Wirehouse Wells Fargo Advisors prefers to limit its registered representatives’ use of social media to ensure strict compliance with retention and supervision rules, according to the firm’s social media and compliance head.

When it comes to the use of social media, the biggest worry for broker-dealer firms is the potential for unauthorized use of accounts by their registered representatives, as reported.

Wells Fargo provides its advisors with corporate phones, which makes it easier to control their social media use, Stephen Bard, the firm’s wealth investment management social media and communications director, said last month at the Finra Annual conference in Washington, D.C.

Critical messaging supervision considerations for Wells Fargo are policies, education, monitoring, and blocking, according to Bard.

“For social media, we block recommendations and new features until we can digest them,” Bard said.

At Wells Fargo, Bard said “folks will not have free rein to go to third-party websites,” which also includes a block on file storage or downloads.

The wirehouse uses a “static versus interactive” approach to supervising, according to Bard.

The compliance team tries to “keep it simple” to make the procedures “pretty easy to follow in a space that’s very complicated,” he said.

Wells Fargo uses a simplified traffic light approach: green means unfettered access to a website; yellow means slow down and red is a no-go, “such as making recommendations on social media that we can’t approve,” according to Bard.

Bard said the compliance team is also pondering some other ways its advisors use social media, such as when a simple exchange of thoughts and ideas becomes open to rule violations.

“For example, when they say they like their iPhone and how great the enhancements are, when does [that comment] then become a recommendation for the stock?” Bard asked. “We have to review that.”

Sheelagh Howett, chief risk officer and chief compliance officer at independent broker-dealer Cantella & Co., said the firm’s “base is independent advisors,” so it doesn’t have the same controls that Wells Fargo has over the use of social media.

For Cantella & Co., “it all boils down to training and education,” Howett said at the conference.

Shayna Beck, head of advertising and communications and Vanguard, noted at the conference that “what’s challenging is social media is changing so rapidly, outpacing proprietary and vendor solutions.”

And because of that, it's critical that marketing and compliance teams “figure out the best way to supervise and capture” the social media use of advisors, Beck said.


At a straw poll conducted during the social media and communications session at the conference, social media emerged as the top digital marketing approach used by broker-dealer firms.
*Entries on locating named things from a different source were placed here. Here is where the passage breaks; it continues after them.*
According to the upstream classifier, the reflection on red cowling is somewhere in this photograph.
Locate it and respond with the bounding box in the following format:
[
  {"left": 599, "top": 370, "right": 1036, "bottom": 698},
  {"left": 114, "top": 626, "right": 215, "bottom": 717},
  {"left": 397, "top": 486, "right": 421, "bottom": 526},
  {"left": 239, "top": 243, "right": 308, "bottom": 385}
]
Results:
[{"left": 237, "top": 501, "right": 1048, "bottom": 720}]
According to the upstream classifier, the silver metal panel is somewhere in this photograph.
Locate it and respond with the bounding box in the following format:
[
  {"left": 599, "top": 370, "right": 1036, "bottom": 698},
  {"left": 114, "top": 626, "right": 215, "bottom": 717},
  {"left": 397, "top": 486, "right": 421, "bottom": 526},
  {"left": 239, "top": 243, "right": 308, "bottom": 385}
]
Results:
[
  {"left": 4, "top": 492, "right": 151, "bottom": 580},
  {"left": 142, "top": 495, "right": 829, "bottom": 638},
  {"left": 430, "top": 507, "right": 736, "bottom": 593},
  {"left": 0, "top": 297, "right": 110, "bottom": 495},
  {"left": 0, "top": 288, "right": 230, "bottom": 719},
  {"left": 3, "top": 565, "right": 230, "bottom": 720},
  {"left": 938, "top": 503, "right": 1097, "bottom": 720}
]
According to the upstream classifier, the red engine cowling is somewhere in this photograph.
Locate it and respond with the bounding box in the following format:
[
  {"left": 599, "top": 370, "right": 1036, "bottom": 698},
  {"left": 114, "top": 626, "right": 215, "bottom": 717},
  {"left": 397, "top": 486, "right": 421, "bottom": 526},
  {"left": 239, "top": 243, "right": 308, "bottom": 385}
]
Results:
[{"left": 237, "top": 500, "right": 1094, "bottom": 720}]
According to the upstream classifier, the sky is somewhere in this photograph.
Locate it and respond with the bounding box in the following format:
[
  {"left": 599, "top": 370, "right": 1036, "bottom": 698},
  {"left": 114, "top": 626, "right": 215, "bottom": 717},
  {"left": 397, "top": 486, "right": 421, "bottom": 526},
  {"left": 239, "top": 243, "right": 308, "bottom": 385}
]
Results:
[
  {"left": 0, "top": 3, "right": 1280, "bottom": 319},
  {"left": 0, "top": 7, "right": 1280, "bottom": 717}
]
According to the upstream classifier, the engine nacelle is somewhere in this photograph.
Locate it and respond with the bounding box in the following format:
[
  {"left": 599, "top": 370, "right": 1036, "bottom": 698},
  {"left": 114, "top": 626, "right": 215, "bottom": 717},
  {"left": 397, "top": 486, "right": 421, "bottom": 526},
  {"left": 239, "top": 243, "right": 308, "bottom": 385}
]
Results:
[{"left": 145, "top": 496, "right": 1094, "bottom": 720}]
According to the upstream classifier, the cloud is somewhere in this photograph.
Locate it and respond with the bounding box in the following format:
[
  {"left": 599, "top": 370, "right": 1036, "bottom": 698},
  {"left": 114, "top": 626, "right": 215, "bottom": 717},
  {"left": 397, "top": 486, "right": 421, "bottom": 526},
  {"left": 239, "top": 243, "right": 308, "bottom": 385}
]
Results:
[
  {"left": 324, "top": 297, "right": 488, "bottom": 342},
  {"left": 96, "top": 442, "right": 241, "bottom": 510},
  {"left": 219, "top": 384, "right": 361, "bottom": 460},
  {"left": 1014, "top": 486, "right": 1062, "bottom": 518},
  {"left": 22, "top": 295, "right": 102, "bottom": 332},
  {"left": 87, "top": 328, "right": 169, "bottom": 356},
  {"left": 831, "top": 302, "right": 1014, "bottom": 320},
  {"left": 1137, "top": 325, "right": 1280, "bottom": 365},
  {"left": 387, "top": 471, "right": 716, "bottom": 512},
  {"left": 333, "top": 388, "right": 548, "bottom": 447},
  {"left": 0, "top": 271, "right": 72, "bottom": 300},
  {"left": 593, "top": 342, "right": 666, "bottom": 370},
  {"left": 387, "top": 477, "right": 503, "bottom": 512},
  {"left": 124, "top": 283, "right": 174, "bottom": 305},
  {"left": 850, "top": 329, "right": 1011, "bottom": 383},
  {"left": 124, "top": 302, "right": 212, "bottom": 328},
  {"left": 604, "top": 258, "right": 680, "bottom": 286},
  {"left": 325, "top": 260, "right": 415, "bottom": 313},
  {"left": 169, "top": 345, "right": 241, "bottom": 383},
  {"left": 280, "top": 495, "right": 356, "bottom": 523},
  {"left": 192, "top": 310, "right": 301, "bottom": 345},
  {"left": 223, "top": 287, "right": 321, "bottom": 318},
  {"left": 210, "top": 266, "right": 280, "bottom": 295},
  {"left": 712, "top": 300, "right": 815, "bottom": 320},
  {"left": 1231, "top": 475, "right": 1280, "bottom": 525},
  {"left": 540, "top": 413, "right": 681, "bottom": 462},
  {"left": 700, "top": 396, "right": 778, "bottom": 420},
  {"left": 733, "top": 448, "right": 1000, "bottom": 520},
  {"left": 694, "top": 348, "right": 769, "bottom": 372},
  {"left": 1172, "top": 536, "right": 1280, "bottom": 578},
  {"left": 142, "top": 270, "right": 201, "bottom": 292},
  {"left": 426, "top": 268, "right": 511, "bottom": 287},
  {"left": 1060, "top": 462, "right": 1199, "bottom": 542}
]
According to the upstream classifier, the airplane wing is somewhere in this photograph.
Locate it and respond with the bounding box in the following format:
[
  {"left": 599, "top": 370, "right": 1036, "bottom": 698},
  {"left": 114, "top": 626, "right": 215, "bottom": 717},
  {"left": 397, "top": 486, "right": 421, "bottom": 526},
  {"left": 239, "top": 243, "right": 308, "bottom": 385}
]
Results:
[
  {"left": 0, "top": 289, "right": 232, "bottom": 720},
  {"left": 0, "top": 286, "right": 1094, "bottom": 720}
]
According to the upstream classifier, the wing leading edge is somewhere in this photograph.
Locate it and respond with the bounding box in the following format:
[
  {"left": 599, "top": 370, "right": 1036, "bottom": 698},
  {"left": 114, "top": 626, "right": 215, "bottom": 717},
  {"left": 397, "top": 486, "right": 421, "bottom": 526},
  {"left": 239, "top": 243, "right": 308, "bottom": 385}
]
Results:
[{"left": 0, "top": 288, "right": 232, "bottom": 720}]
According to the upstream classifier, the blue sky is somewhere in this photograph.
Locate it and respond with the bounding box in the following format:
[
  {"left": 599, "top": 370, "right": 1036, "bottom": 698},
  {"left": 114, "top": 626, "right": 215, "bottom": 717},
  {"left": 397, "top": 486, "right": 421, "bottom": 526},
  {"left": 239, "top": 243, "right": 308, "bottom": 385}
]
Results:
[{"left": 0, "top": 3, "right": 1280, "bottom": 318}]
Around 89% of the respondents said their firms use social media; followed by email or text messaging (73%); and content marketing such as blogs, e-books and white papers (57%). The respondents were told to choose all approaches their firms use.

Wells Fargo’s Bard said he would have liked to see the breakdown of how many of the respondents use email compared with text messaging because at the wirehouse, text messaging is not an approved messaging tool because “it’s hard to retain” records.

Howett said that’s the same issue Cantella & Co. has with Instagram.

“The problem we came up with is you cannot capture direct messaging on Instagram,” Howett said.

At Cantella & Co., the firm’s advisors use their group accounts to use Facebook, LinkedIn, Instagram, Twitter and YouTube for work-related communication, according to Howett.

Howett said the advisors must opt-in with Cantella & Co.’s compliance archiving solutions. “If you don’t have the ability to capture, you will have a big problem with retention and supervision,” she noted.